Önceki hafta gazetemizin manşetinde ‘’NOSAB 20 yaşında’’ başlığı yer almıştı, haberin içeriğinde de ‘’Üretim, istihdam ve ihracat performanslarıyla Bursa ve Türkiye ekonomisine önemli katkılar sağlayan NOSAB’ın 20’nci kuruluş yıl dönümü görkemli bir törenle kutlandı. Programın açılışında konuşan NOSAB Yönetim Kurulu Başkanı Erol Gülmez, ‘’20.nci yılımızı kutlamaktan dolayı çok mutlu ve gururluyuz, 20 yıl boyunca NOSAB’ın bugünlere gelmesine emeği geçen herkese teşekkür ediyorum.’’ sözlerinden sonra ilerleyen coşkulu gecede o kişiler ve başarılı firmalara plaket verildi” ifadeleri yer alıyordu.

  Gazetemizde yer alan bu haberin tamamını defalarca okudum, yer alan isimler içinde Erdem Saker’i aradım durdum ve fakat bulamadım. Neden aradığımı aşağıda eklediğim, yine bu köşede 20/4/2019’da yayınlanan ‘’Öğünmek’’ başlıklı yazımı okuyunca anlarsınız.

  ‘’Öğünmek

  Geçen hafta gazetemizin manşeti ‘MERADAN modern OSB’ye’ idi, bir önceki hafta da ‘Kayapa OSB’ye yeni güç’ başlıklı yazı ön sayfalarımızın ana haberlerini simgeliyordu.

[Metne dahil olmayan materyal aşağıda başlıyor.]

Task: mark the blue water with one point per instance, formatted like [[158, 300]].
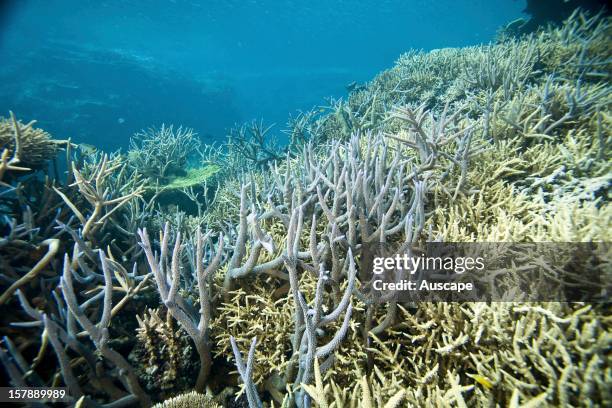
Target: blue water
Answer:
[[98, 71]]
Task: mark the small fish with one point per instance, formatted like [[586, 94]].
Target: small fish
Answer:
[[86, 148]]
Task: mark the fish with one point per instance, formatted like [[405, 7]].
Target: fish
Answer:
[[87, 148]]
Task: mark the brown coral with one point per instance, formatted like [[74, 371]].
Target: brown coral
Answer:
[[33, 146]]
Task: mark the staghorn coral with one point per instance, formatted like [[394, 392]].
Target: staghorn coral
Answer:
[[163, 354], [188, 400], [165, 273], [29, 146], [161, 153], [507, 142]]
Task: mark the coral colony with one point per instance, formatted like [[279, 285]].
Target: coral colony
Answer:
[[182, 274]]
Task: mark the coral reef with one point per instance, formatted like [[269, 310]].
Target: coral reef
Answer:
[[261, 290], [190, 399], [162, 153], [28, 146]]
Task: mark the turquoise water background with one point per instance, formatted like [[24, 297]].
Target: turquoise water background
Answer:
[[98, 71]]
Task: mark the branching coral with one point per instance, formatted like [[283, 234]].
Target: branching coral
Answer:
[[29, 146], [503, 143], [167, 276], [164, 152]]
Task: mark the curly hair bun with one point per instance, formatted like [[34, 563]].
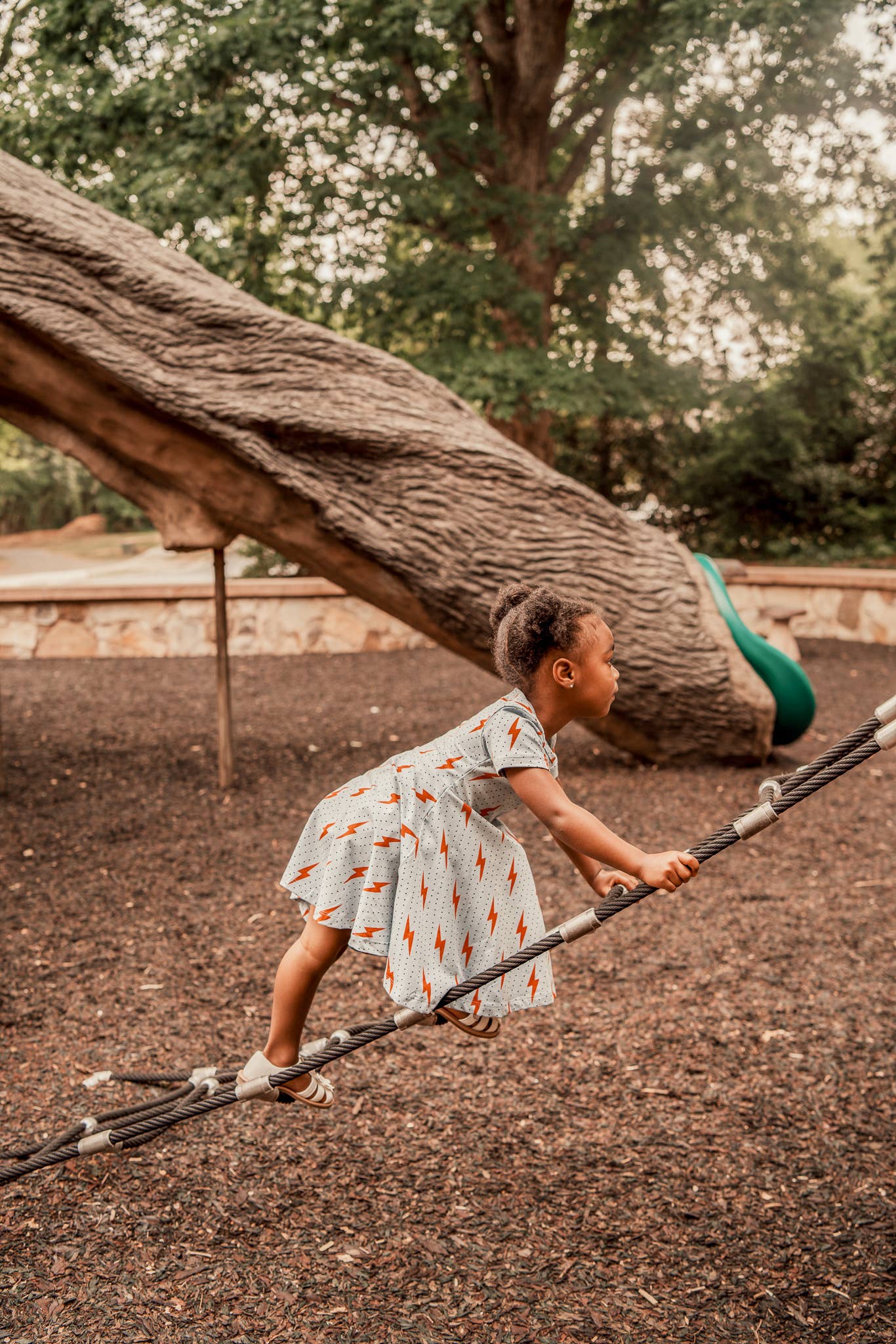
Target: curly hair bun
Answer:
[[539, 620], [510, 596]]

Her iki haber de beni çok etkiledi, her ikisinin de oluşumuna yön göstermem nedeniyle. 1994’te DSİ Bölge Müdürlüğü’nden ayrılıp Büyükşehir Belediye Başkanı olduğumda önümde kentimizin çok hızlı gelişen bir sanayileşme süreci ve de DSİ yıllarımda yönettiğim projelerle tarımsal üretkenliği çok gelişmiş olan birinci sınıf tarım alanlarımız vardı. Ülkemizin geleceğine, halkımızın refahına güç katacak bu iki dinamik hareketin birbirine zarar vermeyecek düzende doğru yönlendirilmesi gerektiğine inancımla bu hareketin içinde yer aldım.

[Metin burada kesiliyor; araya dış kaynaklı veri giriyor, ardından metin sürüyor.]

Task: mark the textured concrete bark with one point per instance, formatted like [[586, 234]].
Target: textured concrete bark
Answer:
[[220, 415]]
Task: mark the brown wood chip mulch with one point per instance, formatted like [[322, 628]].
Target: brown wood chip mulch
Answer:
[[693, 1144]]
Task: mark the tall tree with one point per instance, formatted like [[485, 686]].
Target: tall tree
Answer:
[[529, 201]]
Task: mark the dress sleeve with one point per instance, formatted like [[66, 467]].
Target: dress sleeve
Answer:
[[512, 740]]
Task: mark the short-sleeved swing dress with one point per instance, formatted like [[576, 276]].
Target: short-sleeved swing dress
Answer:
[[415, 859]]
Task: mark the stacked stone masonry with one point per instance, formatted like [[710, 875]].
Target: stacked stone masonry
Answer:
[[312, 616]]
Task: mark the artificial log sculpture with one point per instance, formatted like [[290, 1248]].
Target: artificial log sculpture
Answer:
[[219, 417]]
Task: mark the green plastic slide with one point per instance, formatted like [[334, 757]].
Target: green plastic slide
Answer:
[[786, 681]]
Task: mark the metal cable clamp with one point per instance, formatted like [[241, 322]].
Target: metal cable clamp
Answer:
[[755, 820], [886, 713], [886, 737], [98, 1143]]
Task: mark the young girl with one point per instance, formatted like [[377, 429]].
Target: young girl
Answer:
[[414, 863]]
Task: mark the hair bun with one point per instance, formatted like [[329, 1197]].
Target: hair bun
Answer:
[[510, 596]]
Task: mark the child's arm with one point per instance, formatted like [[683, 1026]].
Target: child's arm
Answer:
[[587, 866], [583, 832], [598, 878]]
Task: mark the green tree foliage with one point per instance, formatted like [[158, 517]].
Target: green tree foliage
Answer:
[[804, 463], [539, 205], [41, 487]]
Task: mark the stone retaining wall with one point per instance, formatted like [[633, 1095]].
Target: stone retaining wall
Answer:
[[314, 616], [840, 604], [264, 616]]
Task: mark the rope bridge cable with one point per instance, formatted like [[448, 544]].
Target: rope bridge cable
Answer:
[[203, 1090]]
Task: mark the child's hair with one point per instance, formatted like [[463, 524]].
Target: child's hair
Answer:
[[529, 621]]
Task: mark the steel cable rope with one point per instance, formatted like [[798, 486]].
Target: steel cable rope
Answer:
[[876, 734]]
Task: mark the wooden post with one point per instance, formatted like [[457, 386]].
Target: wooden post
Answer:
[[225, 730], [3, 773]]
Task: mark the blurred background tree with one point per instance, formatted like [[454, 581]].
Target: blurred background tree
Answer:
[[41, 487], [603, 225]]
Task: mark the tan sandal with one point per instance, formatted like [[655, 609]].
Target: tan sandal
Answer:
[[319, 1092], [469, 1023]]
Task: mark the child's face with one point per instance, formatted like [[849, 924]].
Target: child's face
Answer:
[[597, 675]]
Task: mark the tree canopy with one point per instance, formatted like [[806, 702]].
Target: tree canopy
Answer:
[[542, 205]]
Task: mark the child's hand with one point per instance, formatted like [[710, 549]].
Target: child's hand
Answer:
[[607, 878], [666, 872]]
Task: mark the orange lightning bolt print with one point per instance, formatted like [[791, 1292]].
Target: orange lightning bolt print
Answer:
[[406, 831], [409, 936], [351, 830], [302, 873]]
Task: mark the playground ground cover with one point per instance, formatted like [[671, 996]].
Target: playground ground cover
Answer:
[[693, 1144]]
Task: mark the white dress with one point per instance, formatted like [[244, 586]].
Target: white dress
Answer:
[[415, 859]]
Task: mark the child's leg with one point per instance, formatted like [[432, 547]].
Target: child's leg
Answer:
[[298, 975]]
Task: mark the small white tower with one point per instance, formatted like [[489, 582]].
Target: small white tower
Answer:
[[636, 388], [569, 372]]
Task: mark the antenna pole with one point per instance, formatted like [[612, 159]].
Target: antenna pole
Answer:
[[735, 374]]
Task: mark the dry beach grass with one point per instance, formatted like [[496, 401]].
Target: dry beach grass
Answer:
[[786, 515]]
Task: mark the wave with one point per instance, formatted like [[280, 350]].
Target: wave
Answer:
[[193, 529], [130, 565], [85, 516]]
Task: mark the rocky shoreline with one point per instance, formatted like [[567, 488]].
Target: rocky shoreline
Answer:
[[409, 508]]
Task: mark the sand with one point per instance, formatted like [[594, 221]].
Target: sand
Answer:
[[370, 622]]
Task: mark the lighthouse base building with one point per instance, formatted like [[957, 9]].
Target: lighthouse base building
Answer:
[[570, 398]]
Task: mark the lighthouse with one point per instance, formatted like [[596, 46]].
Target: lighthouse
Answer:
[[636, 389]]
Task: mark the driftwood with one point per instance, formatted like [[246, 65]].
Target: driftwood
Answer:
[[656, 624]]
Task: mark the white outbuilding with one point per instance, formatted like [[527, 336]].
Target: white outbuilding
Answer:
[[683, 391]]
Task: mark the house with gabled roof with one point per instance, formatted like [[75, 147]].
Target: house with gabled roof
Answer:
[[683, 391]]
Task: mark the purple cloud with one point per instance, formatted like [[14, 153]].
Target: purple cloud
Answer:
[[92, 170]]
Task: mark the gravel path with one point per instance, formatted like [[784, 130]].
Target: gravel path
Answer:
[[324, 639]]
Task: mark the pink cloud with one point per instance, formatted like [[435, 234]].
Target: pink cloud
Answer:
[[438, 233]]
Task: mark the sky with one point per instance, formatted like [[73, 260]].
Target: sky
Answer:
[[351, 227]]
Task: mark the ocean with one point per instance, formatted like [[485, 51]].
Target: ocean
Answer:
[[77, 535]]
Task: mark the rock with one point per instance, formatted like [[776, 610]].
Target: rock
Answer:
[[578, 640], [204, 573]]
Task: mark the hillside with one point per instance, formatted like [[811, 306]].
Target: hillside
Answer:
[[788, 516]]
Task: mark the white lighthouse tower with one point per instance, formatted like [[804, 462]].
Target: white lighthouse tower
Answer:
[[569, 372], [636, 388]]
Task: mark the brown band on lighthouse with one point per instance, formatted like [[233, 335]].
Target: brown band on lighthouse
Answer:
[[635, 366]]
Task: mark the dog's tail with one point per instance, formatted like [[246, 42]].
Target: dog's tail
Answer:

  1960’lı yıllarda Bursa OSB’nin kuruluşunda da DSİ aktif rol almıştı. Ticaret ve Sanayi Odası yetkililerine tarımsal değeri çok düşük 4. sınıf tarım topraklarının hakim olduğu bölge bu oluşum için önerilmişti, bu öneri kurucular tarafından benimsenmiş ve hassasiyetle uygulamaya sokulmuştu.  

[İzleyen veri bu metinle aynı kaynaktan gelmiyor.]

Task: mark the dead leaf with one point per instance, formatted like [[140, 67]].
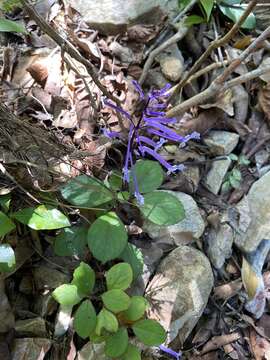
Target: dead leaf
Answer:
[[30, 348], [259, 346], [264, 100], [6, 314]]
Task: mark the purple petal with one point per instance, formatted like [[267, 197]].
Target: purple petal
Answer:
[[139, 89], [117, 108]]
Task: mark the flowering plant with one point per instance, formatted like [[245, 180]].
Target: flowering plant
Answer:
[[148, 134]]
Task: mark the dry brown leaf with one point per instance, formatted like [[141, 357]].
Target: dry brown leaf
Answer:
[[264, 100]]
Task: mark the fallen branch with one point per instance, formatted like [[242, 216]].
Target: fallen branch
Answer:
[[216, 44], [219, 83], [67, 47]]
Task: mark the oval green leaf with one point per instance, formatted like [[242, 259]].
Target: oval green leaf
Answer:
[[149, 332], [71, 241], [137, 308], [107, 237], [132, 353], [6, 225], [84, 278], [85, 319], [162, 208], [119, 276], [116, 300], [43, 217], [7, 258], [149, 175], [86, 192], [117, 344], [106, 320], [67, 294]]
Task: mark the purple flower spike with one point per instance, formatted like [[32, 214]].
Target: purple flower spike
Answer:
[[176, 355], [138, 88]]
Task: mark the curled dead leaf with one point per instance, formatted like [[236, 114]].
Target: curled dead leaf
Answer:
[[264, 100]]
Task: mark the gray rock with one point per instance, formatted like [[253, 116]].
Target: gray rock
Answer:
[[219, 245], [254, 211], [114, 16], [49, 278], [221, 142], [180, 292], [215, 176], [31, 327], [171, 63], [193, 223]]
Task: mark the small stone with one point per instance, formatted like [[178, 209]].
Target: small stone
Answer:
[[254, 215], [215, 176], [92, 351], [30, 349], [221, 142], [192, 224], [155, 79], [114, 16], [172, 68], [49, 278], [219, 245], [180, 290], [31, 327]]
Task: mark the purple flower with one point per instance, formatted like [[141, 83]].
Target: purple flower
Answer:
[[171, 352], [153, 121]]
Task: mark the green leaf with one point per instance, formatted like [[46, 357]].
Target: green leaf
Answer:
[[234, 182], [162, 208], [5, 202], [234, 14], [149, 175], [107, 237], [132, 353], [86, 192], [134, 257], [117, 343], [6, 225], [149, 332], [137, 308], [71, 241], [43, 217], [11, 26], [208, 7], [7, 258], [66, 294], [85, 319], [84, 279], [194, 20], [119, 276], [116, 300], [106, 320]]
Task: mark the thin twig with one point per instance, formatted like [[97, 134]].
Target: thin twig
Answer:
[[174, 39], [215, 44], [67, 47], [219, 83]]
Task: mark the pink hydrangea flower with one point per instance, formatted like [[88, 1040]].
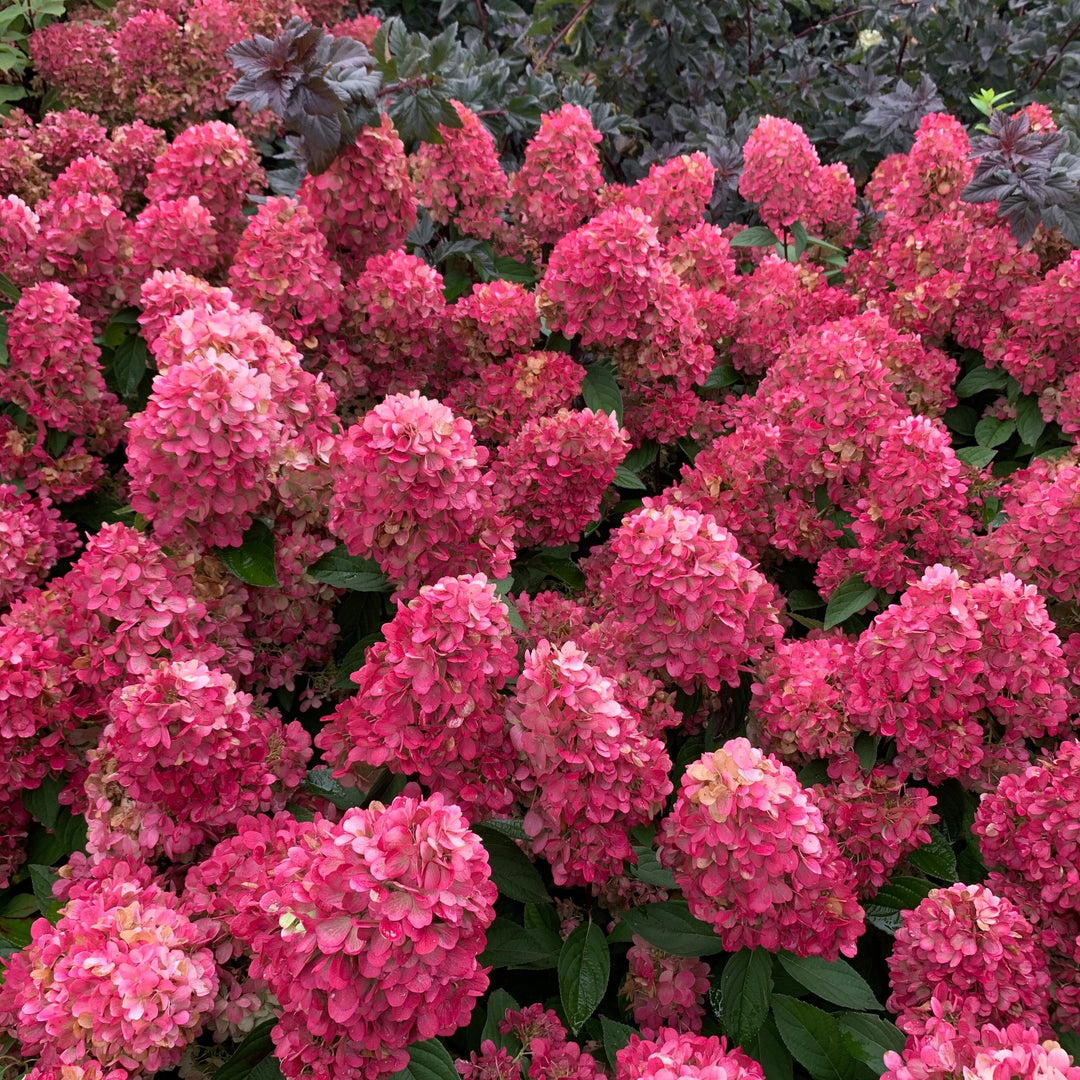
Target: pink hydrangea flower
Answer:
[[591, 772], [550, 476], [557, 186], [877, 819], [409, 490], [175, 234], [364, 202], [698, 609], [664, 990], [779, 169], [124, 980], [225, 758], [283, 270], [505, 396], [673, 1053], [428, 701], [753, 856], [460, 178], [974, 954], [54, 372], [32, 537]]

İlk başlık altında NOSAB anlatılıyordu, Nilüfer Sanayici ve İş adamları Derneği (NİLSİAD), Başkanlık koltuğuna oturduğumda, Bursa’da iki otomobil fabrikasının ve onu destekleyen yan sanayinin yanında kentimizin geleneksel tekstil sanayisinin hızlı gelişim süreci, OSB dışında yeni sanayi alanlarının değerli tarım alanlarına zarar vermeden belirlenmesi gereğini, önüme yaymıştı. O günlerde yeni bir sanayi bölgesi oluşumu üzerinde çalışmalar yürüten Yalçın Aras ve arkadaşlarına Nilüfer ilçesi hudutları içindeki, üzerinde yoğun hayvancılık yapılmayan, tarımsal değeri düşük bölge, tarafımdan önerildi. Onların uygun görmesi üzerine bu bölge imar planlarına sanayi bölgesi olarak işlendi ve belediye meclislerince onaylandı.  

Sonuçta NOSAB oluştu, bölgede yer alan sanayiciler atılan ilk adımlardan itibaren ÇEVREYE ÖNEM VERME temel ilkesini daima canlı tuttular, Endüstriyel Arıtma Tesisi kurarak çevrelerindeki akarsuların kirlenmesini önlediler, bölge içinde 25 bin fidan dikerek doğayı zenginleştirdiler.  

Evet, NOSAB Yönetimi bugün, geleceği iyi planladıkları için, yazımın başlığındaki ÖĞÜNMEYİ hak ediyorlar…’’ Yazımın devamında KAYAPA OSB’in oluşumu anlatılıyor…  

İşte size, unuttuğunuz, hatırlayamadığınız NOSAB’ın oluşum süreci ve o sürecin içinde Erdem Saker’in yeri… Sakın yanlış anlamayın, sizden plaket falan istemiyorum, sadece Erdem Saker’i de NOSAB’ın tarihçesinin içine kaydetmenizi bekliyorum.